ECLI:NL:RBDHA:2025:8588

Rechtbank Den Haag

Datum uitspraak
16 mei 2025
Publicatiedatum
16 mei 2025
Zaaknummer
NL25.9880
Instantie
Rechtbank Den Haag
Type
Uitspraak
Procedures
  • Vereenvoudigde behandeling
Vindplaatsen
  • Rechtspraak.nl
AI samenvatting door LexboostAutomatisch gegenereerd

Beroep tegen niet tijdig beslissen op aanvraag van asielzoekers

In deze uitspraak van de Rechtbank Den Haag, zittingsplaats Groningen, wordt het beroep van eisers, een groep asielzoekers, behandeld. De rechtbank heeft eerder in een procedure bepaald dat de minister van Asiel en Migratie binnen acht weken een besluit moest nemen op hun aanvraag. Dit besluit is echter niet tijdig genomen, wat aanleiding gaf tot het indienen van een tweede beroep. De rechtbank heeft vastgesteld dat een zitting niet nodig was, omdat partijen geen verzoek daartoe hebben ingediend. De rechtbank heeft het beroep ontvankelijk en gegrond verklaard, en de minister is opgedragen om binnen vier weken na de uitspraak alsnog een besluit te nemen op de aanvraag.

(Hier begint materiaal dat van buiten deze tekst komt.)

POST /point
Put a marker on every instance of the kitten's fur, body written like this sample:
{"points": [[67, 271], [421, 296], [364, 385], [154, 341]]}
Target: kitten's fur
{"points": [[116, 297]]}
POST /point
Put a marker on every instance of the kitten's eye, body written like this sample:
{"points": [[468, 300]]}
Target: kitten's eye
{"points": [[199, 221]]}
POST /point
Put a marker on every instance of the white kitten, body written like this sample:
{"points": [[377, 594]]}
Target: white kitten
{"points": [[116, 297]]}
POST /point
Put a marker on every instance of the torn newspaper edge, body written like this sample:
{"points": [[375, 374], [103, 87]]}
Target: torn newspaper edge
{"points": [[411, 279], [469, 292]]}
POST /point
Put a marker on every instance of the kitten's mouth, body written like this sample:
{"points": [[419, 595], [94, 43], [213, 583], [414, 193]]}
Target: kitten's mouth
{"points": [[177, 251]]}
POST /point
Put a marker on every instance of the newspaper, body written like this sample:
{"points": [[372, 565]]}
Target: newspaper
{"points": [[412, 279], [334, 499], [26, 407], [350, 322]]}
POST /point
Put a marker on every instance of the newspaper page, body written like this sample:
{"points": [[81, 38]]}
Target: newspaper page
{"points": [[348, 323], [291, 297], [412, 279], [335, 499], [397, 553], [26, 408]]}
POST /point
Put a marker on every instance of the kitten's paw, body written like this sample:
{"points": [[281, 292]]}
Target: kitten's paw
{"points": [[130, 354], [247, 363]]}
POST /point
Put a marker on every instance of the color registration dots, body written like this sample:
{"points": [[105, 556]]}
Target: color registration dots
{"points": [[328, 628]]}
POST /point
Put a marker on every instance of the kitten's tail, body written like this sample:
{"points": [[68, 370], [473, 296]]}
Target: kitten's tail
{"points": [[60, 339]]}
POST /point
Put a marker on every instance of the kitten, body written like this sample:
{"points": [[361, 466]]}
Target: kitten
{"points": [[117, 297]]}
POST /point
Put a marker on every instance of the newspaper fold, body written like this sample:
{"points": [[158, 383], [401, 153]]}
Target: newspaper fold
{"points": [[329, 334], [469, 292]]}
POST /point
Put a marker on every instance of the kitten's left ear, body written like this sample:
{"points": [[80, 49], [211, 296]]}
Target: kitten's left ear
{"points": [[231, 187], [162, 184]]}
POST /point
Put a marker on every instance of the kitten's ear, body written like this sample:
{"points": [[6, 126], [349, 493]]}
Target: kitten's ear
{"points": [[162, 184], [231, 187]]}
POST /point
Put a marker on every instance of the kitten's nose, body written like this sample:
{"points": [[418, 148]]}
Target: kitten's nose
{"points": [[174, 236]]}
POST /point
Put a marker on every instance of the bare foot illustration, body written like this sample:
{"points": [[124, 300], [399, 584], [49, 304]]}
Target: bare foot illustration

Indien de minister deze termijn overschrijdt, is zij een dwangsom van € 100,- per dag verschuldigd, met een maximum van € 7.500,-. Daarnaast is de minister verplicht om de proceskosten van eisers te vergoeden, die zijn vastgesteld op € 453,50, evenals het betaalde griffierecht van € 194,-. De uitspraak benadrukt de noodzaak van tijdige besluitvorming door de minister, vooral gezien de achterstanden bij het behandelen van asielaanvragen.

Uitspraak

RECHTBANK DEN HAAG
Zittingsplaats Groningen
Bestuursrecht
zaaknummer: NL25.9880

uitspraak van de enkelvoudige kamer in de zaak tussen

[naam] ,

V-nummer: [nummer] ,

[naam] ,

V-nummer: [nummer] ,

[naam] ,

V-nummer: [nummer] ,

[naam] ,

V-nummer: [nummer] ,

[naam] ,

V-nummer: [nummer] ,

[naam] ,

V-nummer: [nummer] ,

[naam] ,

V-nummer: [nummer] ,

[naam]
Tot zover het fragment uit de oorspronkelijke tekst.